Invite a student to write the word God on a piece of paper and place it on one side of the classroom. Invite another student to write the word Worldliness on a piece of paper and place it on the opposite side of the classroom. Ask a third student to stand in front of the class and face the paper labeled God. Next, have the student turn and face the paper labeled Worldliness. Invite the student to try to face both papers at the same time. Ask the class to read 3 Nephi 13:24 silently and consider how this verse relates to the student’s attempt to face both papers at once. Explain that the word mammon represents worldliness or riches.
How is seeking to serve God and mammon like trying to face both walls at the same time?
What might be some examples of trying to serve God and mammon at the same time?
Invite the class to stand and face the paper labeled God.

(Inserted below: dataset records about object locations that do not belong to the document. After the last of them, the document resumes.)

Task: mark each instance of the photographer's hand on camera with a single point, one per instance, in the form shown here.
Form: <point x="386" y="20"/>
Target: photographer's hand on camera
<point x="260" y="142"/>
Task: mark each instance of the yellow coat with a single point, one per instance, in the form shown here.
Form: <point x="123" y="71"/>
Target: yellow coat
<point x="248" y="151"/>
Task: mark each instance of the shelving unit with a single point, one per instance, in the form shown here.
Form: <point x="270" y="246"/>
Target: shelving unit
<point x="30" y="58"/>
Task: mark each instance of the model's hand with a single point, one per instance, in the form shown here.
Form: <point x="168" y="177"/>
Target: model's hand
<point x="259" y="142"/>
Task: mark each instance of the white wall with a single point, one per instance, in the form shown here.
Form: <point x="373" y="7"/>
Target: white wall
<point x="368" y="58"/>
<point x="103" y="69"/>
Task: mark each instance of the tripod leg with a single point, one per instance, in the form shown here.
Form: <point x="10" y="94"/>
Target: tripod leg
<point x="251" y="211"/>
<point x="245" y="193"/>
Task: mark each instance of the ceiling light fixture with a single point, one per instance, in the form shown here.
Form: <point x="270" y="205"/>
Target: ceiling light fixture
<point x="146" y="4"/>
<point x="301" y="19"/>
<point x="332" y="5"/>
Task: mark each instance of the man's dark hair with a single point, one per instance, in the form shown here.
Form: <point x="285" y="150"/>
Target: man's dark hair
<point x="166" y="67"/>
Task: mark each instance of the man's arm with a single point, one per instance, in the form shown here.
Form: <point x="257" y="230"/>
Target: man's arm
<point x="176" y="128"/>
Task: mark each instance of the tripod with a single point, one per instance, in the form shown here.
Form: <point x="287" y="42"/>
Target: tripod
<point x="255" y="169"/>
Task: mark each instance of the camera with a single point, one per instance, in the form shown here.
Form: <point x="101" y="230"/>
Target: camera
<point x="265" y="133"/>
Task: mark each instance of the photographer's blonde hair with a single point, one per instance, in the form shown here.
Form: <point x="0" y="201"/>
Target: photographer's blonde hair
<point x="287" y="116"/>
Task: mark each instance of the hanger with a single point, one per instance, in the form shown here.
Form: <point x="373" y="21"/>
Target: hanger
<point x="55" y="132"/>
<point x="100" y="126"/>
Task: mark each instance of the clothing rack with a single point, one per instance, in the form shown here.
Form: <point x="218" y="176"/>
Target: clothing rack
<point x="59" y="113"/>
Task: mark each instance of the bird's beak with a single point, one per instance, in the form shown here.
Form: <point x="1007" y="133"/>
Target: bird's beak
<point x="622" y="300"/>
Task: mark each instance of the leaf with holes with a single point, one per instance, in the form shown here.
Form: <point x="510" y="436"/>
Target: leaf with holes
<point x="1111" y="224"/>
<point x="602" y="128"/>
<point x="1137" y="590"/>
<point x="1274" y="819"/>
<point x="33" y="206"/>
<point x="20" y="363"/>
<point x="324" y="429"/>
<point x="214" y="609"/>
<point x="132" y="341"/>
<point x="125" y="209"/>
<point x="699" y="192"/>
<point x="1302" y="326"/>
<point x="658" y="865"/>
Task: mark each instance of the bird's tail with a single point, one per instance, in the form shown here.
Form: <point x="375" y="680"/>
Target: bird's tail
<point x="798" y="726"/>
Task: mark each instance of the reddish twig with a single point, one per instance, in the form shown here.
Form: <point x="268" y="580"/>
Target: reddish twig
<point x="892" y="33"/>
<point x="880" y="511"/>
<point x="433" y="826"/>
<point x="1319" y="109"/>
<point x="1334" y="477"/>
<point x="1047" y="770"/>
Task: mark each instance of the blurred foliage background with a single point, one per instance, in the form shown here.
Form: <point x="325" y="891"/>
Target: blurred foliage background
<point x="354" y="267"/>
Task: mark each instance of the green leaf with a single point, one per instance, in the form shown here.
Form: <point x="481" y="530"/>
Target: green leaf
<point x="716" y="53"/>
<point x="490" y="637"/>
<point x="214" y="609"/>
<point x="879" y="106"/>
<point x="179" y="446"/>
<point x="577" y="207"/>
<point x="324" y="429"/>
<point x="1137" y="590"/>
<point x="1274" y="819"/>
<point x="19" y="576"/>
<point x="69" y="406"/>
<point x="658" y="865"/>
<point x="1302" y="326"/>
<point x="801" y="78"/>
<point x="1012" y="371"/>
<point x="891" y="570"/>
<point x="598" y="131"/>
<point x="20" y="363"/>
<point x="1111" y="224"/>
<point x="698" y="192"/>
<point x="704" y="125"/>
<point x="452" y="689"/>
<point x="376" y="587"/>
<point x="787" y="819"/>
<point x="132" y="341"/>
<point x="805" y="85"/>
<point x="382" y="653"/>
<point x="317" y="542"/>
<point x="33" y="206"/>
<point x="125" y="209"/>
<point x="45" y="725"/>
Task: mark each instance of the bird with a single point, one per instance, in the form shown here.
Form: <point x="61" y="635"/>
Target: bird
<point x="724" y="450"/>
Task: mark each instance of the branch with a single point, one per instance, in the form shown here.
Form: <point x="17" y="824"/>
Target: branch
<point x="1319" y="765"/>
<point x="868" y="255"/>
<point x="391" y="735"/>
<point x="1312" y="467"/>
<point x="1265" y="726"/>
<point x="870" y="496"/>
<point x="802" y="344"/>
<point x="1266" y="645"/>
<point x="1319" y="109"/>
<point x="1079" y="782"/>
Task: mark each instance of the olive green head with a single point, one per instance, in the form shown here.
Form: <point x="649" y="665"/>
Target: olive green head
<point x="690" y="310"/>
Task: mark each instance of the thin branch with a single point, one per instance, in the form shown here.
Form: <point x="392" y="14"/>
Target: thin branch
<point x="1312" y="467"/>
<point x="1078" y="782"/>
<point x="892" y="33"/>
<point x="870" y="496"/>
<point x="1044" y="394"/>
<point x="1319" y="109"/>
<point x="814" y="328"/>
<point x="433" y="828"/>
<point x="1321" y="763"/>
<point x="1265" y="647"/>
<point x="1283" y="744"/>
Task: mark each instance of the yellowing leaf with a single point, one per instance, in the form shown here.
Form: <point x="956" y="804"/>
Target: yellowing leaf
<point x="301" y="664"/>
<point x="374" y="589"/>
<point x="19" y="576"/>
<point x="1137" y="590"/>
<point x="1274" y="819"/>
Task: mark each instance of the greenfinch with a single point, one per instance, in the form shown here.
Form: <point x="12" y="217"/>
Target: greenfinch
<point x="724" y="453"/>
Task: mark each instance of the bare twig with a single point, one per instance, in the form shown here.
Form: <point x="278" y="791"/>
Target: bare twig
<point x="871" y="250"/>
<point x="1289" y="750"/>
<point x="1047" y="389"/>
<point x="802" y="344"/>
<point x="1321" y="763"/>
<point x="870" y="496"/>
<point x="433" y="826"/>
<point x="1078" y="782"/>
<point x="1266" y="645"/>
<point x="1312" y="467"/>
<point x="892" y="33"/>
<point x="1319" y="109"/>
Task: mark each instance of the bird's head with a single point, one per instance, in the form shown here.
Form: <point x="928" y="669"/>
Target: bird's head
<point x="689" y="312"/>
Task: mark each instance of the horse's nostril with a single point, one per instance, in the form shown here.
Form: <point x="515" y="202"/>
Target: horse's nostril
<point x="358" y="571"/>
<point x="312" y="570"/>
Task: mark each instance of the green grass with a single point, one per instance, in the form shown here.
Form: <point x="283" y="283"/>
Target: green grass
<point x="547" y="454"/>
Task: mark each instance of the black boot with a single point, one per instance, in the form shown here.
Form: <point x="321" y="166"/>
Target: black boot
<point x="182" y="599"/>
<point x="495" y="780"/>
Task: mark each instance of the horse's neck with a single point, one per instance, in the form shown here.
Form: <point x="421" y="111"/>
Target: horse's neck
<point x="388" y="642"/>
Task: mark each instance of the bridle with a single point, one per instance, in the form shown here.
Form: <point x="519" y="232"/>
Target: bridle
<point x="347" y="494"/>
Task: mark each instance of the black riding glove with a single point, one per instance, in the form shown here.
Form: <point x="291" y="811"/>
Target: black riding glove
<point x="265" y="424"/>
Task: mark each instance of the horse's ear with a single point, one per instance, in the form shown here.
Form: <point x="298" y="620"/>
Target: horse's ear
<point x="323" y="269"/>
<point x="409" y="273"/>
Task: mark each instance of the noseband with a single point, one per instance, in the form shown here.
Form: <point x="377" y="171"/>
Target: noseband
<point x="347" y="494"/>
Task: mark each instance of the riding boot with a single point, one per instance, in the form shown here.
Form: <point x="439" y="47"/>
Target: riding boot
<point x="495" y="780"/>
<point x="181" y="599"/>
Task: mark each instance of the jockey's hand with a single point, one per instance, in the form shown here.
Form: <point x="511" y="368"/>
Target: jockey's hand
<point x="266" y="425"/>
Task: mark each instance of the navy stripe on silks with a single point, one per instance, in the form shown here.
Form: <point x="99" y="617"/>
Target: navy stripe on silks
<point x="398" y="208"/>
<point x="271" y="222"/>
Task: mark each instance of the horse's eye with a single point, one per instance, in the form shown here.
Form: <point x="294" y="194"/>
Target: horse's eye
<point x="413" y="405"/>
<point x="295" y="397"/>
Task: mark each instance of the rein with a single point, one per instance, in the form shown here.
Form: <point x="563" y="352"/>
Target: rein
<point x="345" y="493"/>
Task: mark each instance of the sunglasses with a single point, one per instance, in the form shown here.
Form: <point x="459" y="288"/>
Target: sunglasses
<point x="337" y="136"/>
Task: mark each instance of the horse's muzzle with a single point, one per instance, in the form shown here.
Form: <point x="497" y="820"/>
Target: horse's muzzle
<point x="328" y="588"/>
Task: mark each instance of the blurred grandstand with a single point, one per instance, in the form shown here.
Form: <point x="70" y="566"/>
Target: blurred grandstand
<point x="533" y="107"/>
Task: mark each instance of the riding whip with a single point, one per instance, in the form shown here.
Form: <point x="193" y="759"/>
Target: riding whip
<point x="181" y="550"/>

Why is it important to you to have God as your master?
Based on the Savior’s words in 3 Nephi 13:24, how can you tell if God is your master? (Although students may give many correct answers, make sure they identify the following principle: In order to have God as our master, we must love and serve Him above the things of the world.)
While the students remain standing, read the examples below and ask them to face the side of the classroom that represents the master they think the person is serving—God or Worldliness (mammon). Ask students to explain why they chose to turn the way they did. (You may want to adapt these examples to meet the circumstances and interests of the students you teach.)
A young man declines a job that would require him to miss his Sunday meetings and instead chooses a lower-paying job that does not require him to miss his meetings.
A young woman frequently complains to her parents about her need for new clothes. The clothes she desires to purchase cost more than her family can afford.
A young man pays his tithing regularly with the money he receives from his job. However, he uses all of his remaining income to purchase entertainment items, including some inappropriate movies and songs, and has saved no money to pay for a mission or education.
A young woman frequently uses some of her income to purchase small gifts to show love for others.
Following the activity, invite students to be seated, and then ask them the following questions:
Based on your experience, why might it be difficult to always love and serve God over the things of the world? Why is putting God first worth the effort?
Summarize 3 Nephi 13:25–31 by telling students that Jesus Christ instructed His twelve disciples not to worry about their temporal needs for food and clothing. Point out that although these teachings were specifically given to the twelve disciples, the underlying principles can be applied generally. Invite a student to read 3 Nephi 13:32–33 aloud. Ask the class to follow along and to identify how the Savior comforted His disciples concerning their temporal needs.
How can realizing that God knows our needs help us?
According to 3 Nephi 13:33, what did Jesus Christ promise those who put God and His kingdom first in their lives? (Although students may answer in different ways, be sure they identify the following principle: If we seek God’s kingdom first, He will help us provide for our needs. You may want to write this principle on the board.)
How do you feel when a close friend or family member places your interests and needs above his or her own? What do we communicate to Heavenly Father and the Savior when we put them above our temporal needs and interests?
Invite students to write in notebooks or scripture study journals a goal concerning one thing they could do to more fully put God first in their lives. You may want to conclude the lesson by bearing testimony of the blessings that you have experienced as you have sought to place God and His kingdom first in your life.